TAS-LoRA: Transformer Architecture Search with Mixture-of-LoRA Experts
Abstract
Transformer architecture search (TAS) discovers optimal vision transformer (ViT) architectures automatically, reducing human effort to manually design ViTs. However, existing TAS methods suffer from the feature collapse problem, where subnets within a supernet fail to learn subnet-specific features, mainly due to the shared weights in a supernet, limiting the performance of individual subnets. To address this, we propose TAS-LoRA, a novel method that introduces parameter-efficient low-rank adaptation (LoRA) to enable subnet-specific feature learning, while maintaining computational efficiency.
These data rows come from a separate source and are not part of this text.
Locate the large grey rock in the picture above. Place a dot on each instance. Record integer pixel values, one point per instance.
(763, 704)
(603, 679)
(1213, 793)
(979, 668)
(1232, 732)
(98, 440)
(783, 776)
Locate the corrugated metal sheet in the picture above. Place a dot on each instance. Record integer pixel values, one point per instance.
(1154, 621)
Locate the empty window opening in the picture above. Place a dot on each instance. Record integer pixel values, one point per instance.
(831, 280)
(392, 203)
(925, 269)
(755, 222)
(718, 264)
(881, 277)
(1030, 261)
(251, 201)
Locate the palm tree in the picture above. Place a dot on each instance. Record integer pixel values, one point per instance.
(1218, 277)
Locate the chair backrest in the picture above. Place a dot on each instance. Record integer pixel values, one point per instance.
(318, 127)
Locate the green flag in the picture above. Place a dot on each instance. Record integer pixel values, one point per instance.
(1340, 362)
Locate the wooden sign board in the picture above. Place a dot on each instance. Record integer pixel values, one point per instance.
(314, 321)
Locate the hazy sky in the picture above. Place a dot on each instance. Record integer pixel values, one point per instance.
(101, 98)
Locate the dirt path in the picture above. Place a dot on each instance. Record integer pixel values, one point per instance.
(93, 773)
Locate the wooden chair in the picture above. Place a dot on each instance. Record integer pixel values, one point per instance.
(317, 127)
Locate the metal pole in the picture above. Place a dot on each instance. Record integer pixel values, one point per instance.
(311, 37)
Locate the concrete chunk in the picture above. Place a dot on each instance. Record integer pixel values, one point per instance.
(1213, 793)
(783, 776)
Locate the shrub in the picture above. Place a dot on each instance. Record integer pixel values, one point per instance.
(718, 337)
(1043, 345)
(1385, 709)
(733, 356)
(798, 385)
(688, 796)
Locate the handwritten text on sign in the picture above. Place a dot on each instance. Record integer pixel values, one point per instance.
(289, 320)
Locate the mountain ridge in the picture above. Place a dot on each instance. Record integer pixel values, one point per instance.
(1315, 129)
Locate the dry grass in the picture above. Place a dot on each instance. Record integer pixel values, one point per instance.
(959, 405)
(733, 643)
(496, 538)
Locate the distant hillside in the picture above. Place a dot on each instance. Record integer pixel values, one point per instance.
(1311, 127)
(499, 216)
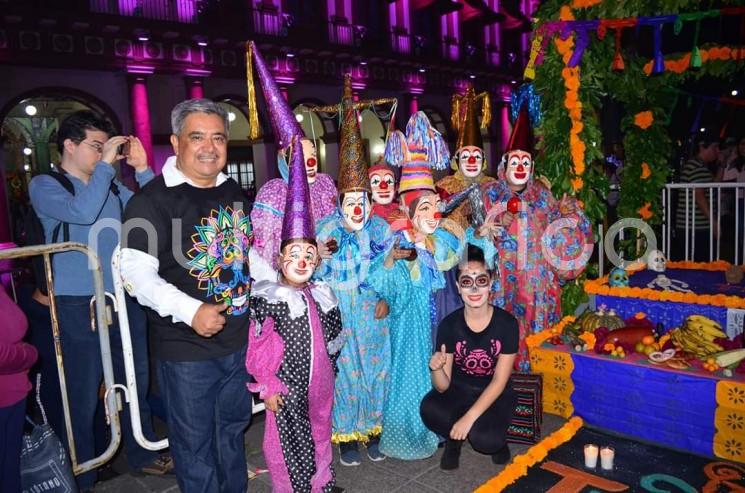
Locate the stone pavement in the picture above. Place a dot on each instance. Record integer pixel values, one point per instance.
(390, 475)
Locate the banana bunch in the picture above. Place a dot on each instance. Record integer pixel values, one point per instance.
(697, 335)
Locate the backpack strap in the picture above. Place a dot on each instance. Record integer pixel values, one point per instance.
(114, 188)
(63, 180)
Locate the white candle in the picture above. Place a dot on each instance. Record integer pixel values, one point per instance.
(606, 458)
(591, 455)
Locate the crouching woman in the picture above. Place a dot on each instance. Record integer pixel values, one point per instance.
(470, 371)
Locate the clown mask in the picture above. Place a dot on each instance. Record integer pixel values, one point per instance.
(425, 217)
(298, 260)
(519, 167)
(474, 283)
(311, 159)
(470, 161)
(355, 208)
(383, 185)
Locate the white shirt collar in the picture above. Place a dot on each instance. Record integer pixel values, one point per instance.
(174, 177)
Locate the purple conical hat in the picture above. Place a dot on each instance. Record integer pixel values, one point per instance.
(283, 119)
(297, 222)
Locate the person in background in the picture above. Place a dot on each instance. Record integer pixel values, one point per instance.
(88, 151)
(195, 282)
(700, 220)
(16, 357)
(294, 341)
(470, 370)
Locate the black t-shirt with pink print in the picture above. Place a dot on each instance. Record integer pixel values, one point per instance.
(475, 354)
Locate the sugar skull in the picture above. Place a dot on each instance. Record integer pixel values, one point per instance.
(656, 261)
(618, 278)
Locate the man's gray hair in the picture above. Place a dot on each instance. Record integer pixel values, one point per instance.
(186, 108)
TAS-LoRA incorporates a Mixture-of-LoRA-Experts (MoLE) strategy, where a lightweight router dynamically assigns LoRA experts based on subnet architectures, and introduces a group-wise router initialization technique to encourage diverse feature learning across experts early in training. Extensive experiments on ImageNet and several transfer learning benchmarks, including CIFAR-10/100, Flowers, CARS, and INAT-19, demonstrate that TAS-LoRA mitigates feature collapse effectively, improving performance over state-of-the-art TAS methods significantly. Our code will be made publicly available upon acceptance.